“Right? I’d be the best damn bird in the world,” Eliza says, grinning. “There was this one time, when I was heading to work—it was my first day, actually—and I hadn’t had time to pack a lunch, so I drove to the nearest gas station and bought one of their prepackaged sandwiches. I left it open, sitting in my passenger seat while I took a drink, and this damned bird—a raven, I think—swept in and took it. The whole sandwich. I’d had, like, maybe a bite of it.” She snorts, then mutters, “Little thief.”
After a moment, she adds, “Anyway, I wouldn’t be that kind of assholey bird, though.”
Sylvie and Ryker laugh. “Funny shit, though,” Ryker says.
Yeah. How fucking hilarious.
Chapter five
Eliza
The question burns deep within me, but I don’t for one second entertain the idea of asking it.
He would pull away. He would ignore and avoid and pretend not to see me. And I don’t want to lose my time here with Corey. I don’t want to let the loneliness sink in.
But with every quiet moment I have, I can’t help but wonder: who are you?
Corey’s reaction to the simple question was too rigid for it not to have cut into him.
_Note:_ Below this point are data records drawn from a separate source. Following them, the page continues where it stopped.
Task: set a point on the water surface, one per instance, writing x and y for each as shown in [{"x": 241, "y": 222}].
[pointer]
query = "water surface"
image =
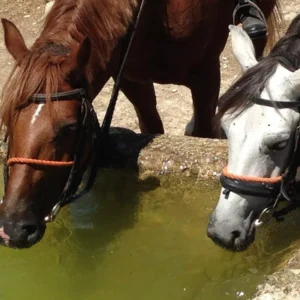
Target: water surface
[{"x": 141, "y": 240}]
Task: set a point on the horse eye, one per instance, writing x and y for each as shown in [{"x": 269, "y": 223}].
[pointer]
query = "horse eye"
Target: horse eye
[
  {"x": 278, "y": 145},
  {"x": 64, "y": 131}
]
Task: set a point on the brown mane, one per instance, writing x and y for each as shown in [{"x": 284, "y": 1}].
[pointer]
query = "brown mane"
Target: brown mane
[{"x": 68, "y": 23}]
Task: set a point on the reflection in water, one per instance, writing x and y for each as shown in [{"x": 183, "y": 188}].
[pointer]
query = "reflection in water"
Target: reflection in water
[{"x": 144, "y": 240}]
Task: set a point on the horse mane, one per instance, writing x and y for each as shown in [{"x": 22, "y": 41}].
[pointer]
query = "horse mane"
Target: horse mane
[
  {"x": 51, "y": 57},
  {"x": 250, "y": 85}
]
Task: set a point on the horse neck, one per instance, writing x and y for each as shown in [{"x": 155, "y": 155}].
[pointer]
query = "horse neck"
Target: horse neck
[{"x": 104, "y": 23}]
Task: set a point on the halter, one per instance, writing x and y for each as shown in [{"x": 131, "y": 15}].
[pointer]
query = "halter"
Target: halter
[
  {"x": 277, "y": 188},
  {"x": 75, "y": 175},
  {"x": 99, "y": 135}
]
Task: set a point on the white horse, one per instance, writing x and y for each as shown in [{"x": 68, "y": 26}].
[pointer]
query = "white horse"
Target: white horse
[{"x": 260, "y": 135}]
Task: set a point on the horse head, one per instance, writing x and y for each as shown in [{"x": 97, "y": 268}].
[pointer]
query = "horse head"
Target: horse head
[{"x": 260, "y": 116}]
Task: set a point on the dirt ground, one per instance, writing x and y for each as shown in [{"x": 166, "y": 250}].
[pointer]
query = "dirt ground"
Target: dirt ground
[{"x": 173, "y": 101}]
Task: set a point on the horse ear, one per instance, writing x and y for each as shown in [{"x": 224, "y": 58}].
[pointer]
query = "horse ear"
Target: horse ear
[
  {"x": 83, "y": 53},
  {"x": 292, "y": 84},
  {"x": 14, "y": 41},
  {"x": 242, "y": 47}
]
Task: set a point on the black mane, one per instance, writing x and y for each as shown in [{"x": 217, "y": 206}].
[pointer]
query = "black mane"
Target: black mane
[{"x": 240, "y": 95}]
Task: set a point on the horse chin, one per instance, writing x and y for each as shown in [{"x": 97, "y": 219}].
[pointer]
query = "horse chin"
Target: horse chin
[
  {"x": 22, "y": 242},
  {"x": 240, "y": 244}
]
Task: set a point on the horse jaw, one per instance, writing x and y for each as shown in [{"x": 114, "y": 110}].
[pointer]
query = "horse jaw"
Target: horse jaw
[{"x": 251, "y": 136}]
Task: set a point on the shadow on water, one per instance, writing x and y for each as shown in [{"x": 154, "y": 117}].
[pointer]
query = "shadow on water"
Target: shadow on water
[{"x": 113, "y": 205}]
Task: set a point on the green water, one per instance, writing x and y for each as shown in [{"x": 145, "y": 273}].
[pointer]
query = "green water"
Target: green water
[{"x": 146, "y": 240}]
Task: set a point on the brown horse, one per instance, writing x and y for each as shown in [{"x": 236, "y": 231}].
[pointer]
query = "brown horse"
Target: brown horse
[{"x": 79, "y": 49}]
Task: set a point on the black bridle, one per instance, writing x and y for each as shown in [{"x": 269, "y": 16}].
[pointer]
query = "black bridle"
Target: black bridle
[
  {"x": 99, "y": 135},
  {"x": 278, "y": 191},
  {"x": 88, "y": 123}
]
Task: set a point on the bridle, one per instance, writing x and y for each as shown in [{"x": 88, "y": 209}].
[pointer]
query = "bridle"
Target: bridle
[
  {"x": 99, "y": 134},
  {"x": 88, "y": 124},
  {"x": 276, "y": 189}
]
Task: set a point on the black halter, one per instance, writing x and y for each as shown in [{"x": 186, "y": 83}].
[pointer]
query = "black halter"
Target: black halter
[
  {"x": 83, "y": 127},
  {"x": 99, "y": 135},
  {"x": 275, "y": 191}
]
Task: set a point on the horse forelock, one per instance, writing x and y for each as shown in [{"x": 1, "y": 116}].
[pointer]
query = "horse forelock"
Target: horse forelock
[
  {"x": 52, "y": 57},
  {"x": 250, "y": 85}
]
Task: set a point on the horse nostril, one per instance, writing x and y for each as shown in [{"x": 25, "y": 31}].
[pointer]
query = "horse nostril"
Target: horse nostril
[
  {"x": 30, "y": 229},
  {"x": 30, "y": 232},
  {"x": 236, "y": 233}
]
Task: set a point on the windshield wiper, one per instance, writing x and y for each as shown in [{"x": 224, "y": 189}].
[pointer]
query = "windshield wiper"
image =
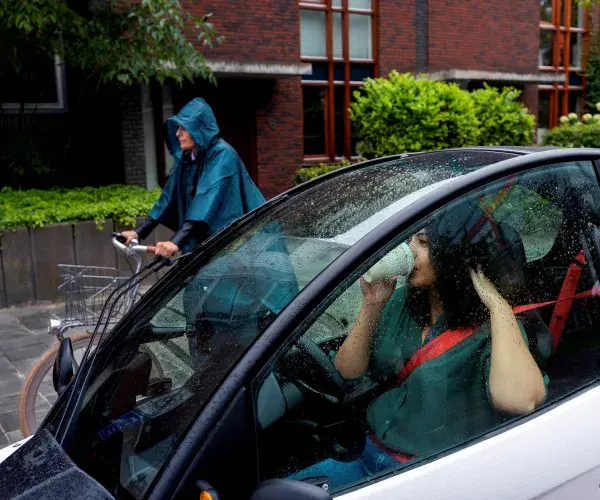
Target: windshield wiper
[{"x": 73, "y": 405}]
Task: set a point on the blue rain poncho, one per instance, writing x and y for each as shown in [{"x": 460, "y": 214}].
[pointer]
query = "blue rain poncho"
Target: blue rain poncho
[{"x": 215, "y": 188}]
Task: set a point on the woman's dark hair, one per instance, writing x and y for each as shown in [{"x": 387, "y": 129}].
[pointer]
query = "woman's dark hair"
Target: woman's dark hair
[{"x": 458, "y": 241}]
I knew he was hiding something—but I didn’t realize what he was hiding was himself. Who he truly is.
I have to know.
But it’s better if I don’t.
This is a week-long thing. Whatever he and I have going on, it’s tangled up in dozens of conditions—the strongest of which being how temporary this is. We don’t have the time to share secrets with each other. Don’t have the time to talk about our pasts. I’m here to escape mine, actually, even if only for a little while. And I have the feeling Corey is here for the same purpose, if in a slightly different form.
But that doesn’t mean I’m not curious. Deeply so. It doesn’t mean I’m not dying to know what it is he’s hiding, wondering if it has anything to do with his preternaturally fast reflexes when he saved me from plummeting to the rocky ground.
Being curious is fine. Who wouldn’t be, at least a little bit, about the handsome stranger they recently befriended for a short period of time in a controlled environment? Curiosity is instinctual for humans. We are desperate to know everything—especially about the people we’re near.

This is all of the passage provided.